The U.S. embargo that President Kennedy and the U.S. Congress imposed on Cuba in the 1960s, still ongoing today, has prevented AT&T from settling with the Cuban telephone company for completing long distance calls on the undersea cable from Key West to Havana. Benito paid C&P for every call to Camaguey and all AT&T could do because of the embargo was to record each call on a ledger showing how money it owed to the Cuban Telephone Company. This ledger continued to fill year after year.
|1950 AT&T film "Cable to Cuba" (10 minutes)|
The 125 mile 1950 Key West to Havana cable finally failed hard in 1987 and AT&T was not at all interested in replacing it. Today U.S. calls to Cuba are routed via Canada then across to Italy and back. But because of the embargo that AT&T-Cuba revenue ledger is still open, waiting to be settled—and probably because of its age, to be settled in gold francs, not U.S. dollars (Gold francs were specified by telephone companies for international transactions back then to protect against inflation because the franc’s value was tied to the price of gold. Since 1930 one gold franc is worth the current value of 0.290322 grams of fine gold.)
Despite the thousands upon thousands of expensive calls Cuban exiles placed back to their families and the collect calls from Cuba they accepted until the Key West cable failed in 1987, that ledger on AT&T’s books shows that the Cuban Telephone Company owes AT&T many millions of dollars, not the other way around.
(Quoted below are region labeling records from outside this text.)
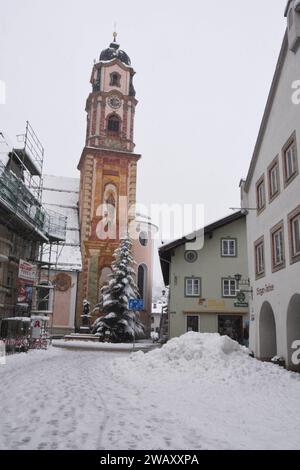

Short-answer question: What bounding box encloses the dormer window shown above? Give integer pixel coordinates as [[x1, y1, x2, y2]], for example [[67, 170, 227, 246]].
[[107, 114, 121, 134], [110, 72, 121, 87]]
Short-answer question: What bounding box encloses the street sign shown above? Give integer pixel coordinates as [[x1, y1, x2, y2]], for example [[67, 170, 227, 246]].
[[128, 299, 144, 311]]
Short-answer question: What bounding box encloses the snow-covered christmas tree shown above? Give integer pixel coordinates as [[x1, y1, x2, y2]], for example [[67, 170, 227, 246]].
[[92, 237, 145, 343]]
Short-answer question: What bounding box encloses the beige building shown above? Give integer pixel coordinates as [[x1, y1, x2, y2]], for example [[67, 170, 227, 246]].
[[159, 212, 249, 344], [241, 0, 300, 371]]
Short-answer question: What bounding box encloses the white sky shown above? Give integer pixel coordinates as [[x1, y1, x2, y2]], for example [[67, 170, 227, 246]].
[[0, 0, 286, 284]]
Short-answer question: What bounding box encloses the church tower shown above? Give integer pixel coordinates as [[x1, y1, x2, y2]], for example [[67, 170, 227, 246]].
[[76, 33, 140, 325]]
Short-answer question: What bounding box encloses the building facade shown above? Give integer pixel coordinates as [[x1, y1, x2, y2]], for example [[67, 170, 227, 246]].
[[40, 175, 82, 336], [76, 35, 153, 331], [0, 122, 66, 330], [159, 212, 249, 344], [241, 0, 300, 370]]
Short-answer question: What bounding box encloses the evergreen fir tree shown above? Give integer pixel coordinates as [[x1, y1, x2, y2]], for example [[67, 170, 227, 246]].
[[92, 238, 145, 342]]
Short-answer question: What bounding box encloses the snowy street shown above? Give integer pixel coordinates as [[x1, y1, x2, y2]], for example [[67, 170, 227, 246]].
[[0, 333, 300, 450]]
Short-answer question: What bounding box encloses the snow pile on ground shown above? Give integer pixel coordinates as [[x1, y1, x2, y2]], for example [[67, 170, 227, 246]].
[[0, 333, 300, 450], [131, 332, 245, 368], [112, 332, 253, 377]]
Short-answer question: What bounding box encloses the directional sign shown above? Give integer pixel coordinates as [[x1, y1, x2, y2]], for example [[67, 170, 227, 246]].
[[128, 299, 144, 311]]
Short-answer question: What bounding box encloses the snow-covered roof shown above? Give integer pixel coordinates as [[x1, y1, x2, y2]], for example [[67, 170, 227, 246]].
[[42, 175, 82, 271]]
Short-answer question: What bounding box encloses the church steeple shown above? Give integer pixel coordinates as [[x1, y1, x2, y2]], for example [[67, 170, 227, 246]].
[[77, 34, 140, 321], [86, 39, 137, 152]]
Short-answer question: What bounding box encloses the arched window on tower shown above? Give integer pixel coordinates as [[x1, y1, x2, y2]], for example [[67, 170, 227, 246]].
[[138, 264, 147, 310], [107, 114, 121, 134], [110, 72, 121, 87]]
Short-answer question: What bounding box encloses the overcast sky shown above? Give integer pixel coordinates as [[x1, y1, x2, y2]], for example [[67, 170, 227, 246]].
[[0, 0, 286, 284]]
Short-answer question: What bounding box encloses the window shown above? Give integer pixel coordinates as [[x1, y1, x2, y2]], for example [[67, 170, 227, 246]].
[[222, 279, 237, 297], [288, 206, 300, 264], [289, 8, 294, 29], [268, 157, 280, 202], [185, 277, 201, 297], [137, 264, 147, 310], [221, 238, 237, 257], [271, 222, 285, 272], [186, 315, 199, 333], [107, 115, 120, 134], [139, 232, 148, 246], [218, 315, 244, 344], [254, 237, 265, 278], [184, 250, 198, 263], [6, 271, 14, 287], [256, 176, 266, 212], [292, 215, 300, 256], [110, 72, 121, 87], [283, 134, 298, 186]]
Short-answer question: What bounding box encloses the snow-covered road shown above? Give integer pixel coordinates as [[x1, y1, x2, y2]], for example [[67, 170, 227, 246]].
[[0, 334, 300, 450]]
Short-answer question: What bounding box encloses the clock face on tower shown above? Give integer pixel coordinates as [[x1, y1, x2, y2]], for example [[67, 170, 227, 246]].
[[107, 95, 122, 109]]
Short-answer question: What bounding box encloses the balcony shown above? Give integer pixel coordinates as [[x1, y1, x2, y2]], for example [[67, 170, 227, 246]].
[[0, 161, 66, 242]]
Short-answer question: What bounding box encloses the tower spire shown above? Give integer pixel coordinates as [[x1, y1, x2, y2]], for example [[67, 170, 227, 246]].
[[113, 22, 118, 42]]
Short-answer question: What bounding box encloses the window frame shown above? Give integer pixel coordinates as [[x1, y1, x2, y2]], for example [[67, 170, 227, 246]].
[[270, 220, 286, 273], [221, 237, 238, 258], [222, 277, 238, 299], [185, 313, 200, 333], [282, 132, 299, 188], [109, 71, 121, 88], [254, 236, 266, 279], [184, 276, 202, 299], [268, 155, 281, 203], [256, 174, 267, 214], [288, 205, 300, 264], [106, 114, 122, 136]]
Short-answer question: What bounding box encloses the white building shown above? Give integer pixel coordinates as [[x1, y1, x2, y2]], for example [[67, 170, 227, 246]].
[[159, 212, 249, 344], [241, 0, 300, 370]]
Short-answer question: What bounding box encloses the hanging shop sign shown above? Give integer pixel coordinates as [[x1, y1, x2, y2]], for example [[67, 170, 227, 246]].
[[234, 291, 249, 308], [256, 284, 275, 297], [18, 259, 37, 284], [17, 279, 32, 305]]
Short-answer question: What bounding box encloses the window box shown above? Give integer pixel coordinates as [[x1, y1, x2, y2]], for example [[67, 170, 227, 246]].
[[222, 278, 237, 298], [288, 206, 300, 264], [221, 238, 237, 258], [282, 132, 299, 187], [268, 155, 280, 202], [254, 237, 265, 279], [271, 221, 285, 273], [256, 175, 266, 214], [185, 277, 201, 297]]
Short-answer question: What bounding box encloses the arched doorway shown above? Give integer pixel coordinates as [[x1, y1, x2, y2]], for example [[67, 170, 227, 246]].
[[286, 294, 300, 372], [259, 302, 277, 361]]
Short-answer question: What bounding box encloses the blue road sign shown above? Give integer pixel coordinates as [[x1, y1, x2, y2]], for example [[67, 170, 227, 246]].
[[128, 299, 144, 311]]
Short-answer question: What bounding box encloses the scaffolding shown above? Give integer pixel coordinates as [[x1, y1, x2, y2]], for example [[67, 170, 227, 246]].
[[0, 121, 67, 334]]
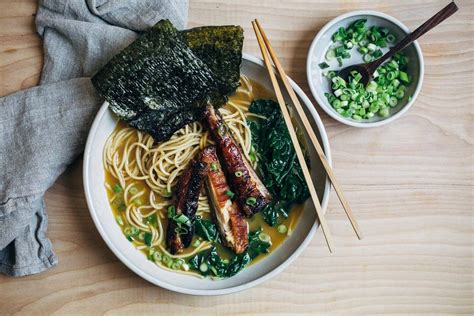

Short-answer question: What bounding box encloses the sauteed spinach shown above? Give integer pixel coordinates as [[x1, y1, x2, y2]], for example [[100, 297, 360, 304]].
[[249, 100, 309, 226]]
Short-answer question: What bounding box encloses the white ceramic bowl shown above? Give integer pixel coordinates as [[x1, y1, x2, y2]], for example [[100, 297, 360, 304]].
[[83, 54, 331, 295], [306, 10, 424, 127]]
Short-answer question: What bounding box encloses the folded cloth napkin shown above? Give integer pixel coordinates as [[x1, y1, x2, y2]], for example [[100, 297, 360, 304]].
[[0, 0, 188, 276]]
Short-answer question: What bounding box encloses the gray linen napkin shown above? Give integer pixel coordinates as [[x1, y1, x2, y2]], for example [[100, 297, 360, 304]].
[[0, 0, 188, 276]]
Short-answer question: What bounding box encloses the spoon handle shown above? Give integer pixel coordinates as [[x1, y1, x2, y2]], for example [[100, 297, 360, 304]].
[[369, 1, 458, 71]]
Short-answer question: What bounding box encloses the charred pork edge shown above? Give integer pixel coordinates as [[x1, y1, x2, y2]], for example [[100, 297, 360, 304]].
[[205, 105, 272, 217]]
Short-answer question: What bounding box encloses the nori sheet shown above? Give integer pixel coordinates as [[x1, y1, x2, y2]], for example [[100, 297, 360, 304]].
[[92, 20, 243, 141], [182, 25, 244, 101]]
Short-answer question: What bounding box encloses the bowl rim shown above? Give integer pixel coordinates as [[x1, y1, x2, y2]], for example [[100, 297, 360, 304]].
[[82, 53, 332, 296], [306, 10, 425, 128]]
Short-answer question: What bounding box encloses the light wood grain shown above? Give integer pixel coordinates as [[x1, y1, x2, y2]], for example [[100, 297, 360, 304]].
[[0, 0, 474, 315]]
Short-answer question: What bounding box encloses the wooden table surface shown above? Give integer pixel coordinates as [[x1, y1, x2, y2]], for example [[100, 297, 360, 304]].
[[0, 0, 474, 315]]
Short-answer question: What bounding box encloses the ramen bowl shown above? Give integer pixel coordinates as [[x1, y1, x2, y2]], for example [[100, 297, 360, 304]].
[[83, 54, 331, 295]]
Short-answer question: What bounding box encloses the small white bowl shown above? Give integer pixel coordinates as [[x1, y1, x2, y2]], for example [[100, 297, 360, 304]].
[[306, 10, 424, 127], [83, 54, 331, 295]]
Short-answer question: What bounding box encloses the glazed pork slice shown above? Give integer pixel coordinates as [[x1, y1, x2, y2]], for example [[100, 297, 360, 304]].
[[204, 105, 272, 217], [201, 146, 248, 254], [166, 160, 209, 254]]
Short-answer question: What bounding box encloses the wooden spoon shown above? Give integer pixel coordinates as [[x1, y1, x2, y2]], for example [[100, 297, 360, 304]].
[[337, 1, 458, 86]]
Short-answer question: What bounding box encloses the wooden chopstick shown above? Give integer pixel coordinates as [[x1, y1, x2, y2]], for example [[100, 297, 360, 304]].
[[255, 19, 363, 239], [252, 21, 334, 252]]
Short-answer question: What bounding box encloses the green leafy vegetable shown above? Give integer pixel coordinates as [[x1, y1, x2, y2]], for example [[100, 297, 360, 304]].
[[143, 233, 153, 247], [188, 229, 271, 278], [249, 100, 309, 226], [182, 25, 244, 96]]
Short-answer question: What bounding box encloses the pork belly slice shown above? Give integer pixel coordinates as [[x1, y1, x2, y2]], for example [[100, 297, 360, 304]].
[[204, 105, 272, 217], [201, 146, 248, 254], [166, 160, 209, 254]]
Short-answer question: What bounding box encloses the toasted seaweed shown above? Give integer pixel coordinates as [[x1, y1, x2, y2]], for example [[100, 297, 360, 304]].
[[92, 20, 243, 141], [182, 25, 244, 97]]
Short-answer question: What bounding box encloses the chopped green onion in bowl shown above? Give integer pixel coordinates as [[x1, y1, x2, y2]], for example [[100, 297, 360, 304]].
[[325, 54, 410, 121]]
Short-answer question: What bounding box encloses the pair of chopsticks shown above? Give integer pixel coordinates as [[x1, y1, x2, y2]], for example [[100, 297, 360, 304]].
[[252, 19, 362, 252]]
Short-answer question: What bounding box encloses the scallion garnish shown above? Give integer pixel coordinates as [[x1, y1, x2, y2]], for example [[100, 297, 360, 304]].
[[173, 214, 191, 226], [245, 197, 257, 205]]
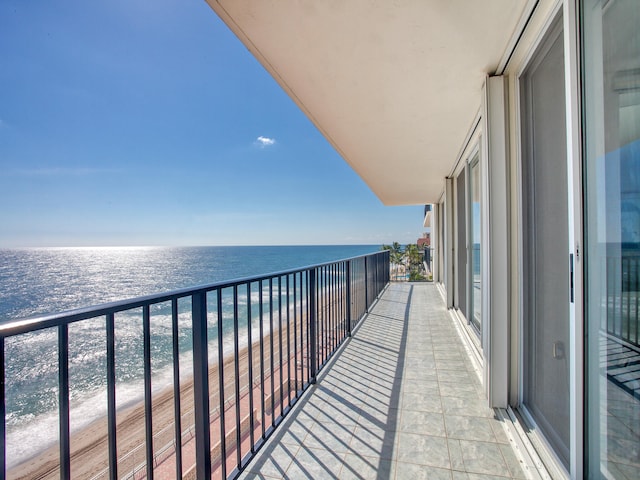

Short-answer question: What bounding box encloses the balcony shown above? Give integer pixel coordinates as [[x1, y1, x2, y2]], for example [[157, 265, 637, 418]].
[[0, 252, 535, 479], [241, 283, 536, 479]]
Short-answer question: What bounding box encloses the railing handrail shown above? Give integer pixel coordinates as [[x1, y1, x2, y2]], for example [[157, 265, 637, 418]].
[[0, 251, 390, 479], [0, 251, 382, 338]]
What!?!
|Cuban Telephone Company Building|
Recent photo of 1926 building. When
it was built, it was the tallest building
in Havana. Circuits of the 1950 Key West
Cable terminated in a cord switchboard
After about 10 years of not getting paid, Southern Bell Telephone, AT&T’s subsidiary in charge of the Key West cable, ordered the cable to be shut down. The U.S. State Department intervened and AT&T compromised. After that time, AT&T would only accept collect calls (calls where the called party pays) from Cuba. The Cuban government’s free calls were over, Calls inbound to Cuba from the U.S. after that time started to reduce, but never managed to fully reverse that ledger’s debits before the cable failed 37 years after it was laid.
Cuba still owes AT&T a lot of money.
Cuba still owes AT&T a lot of money.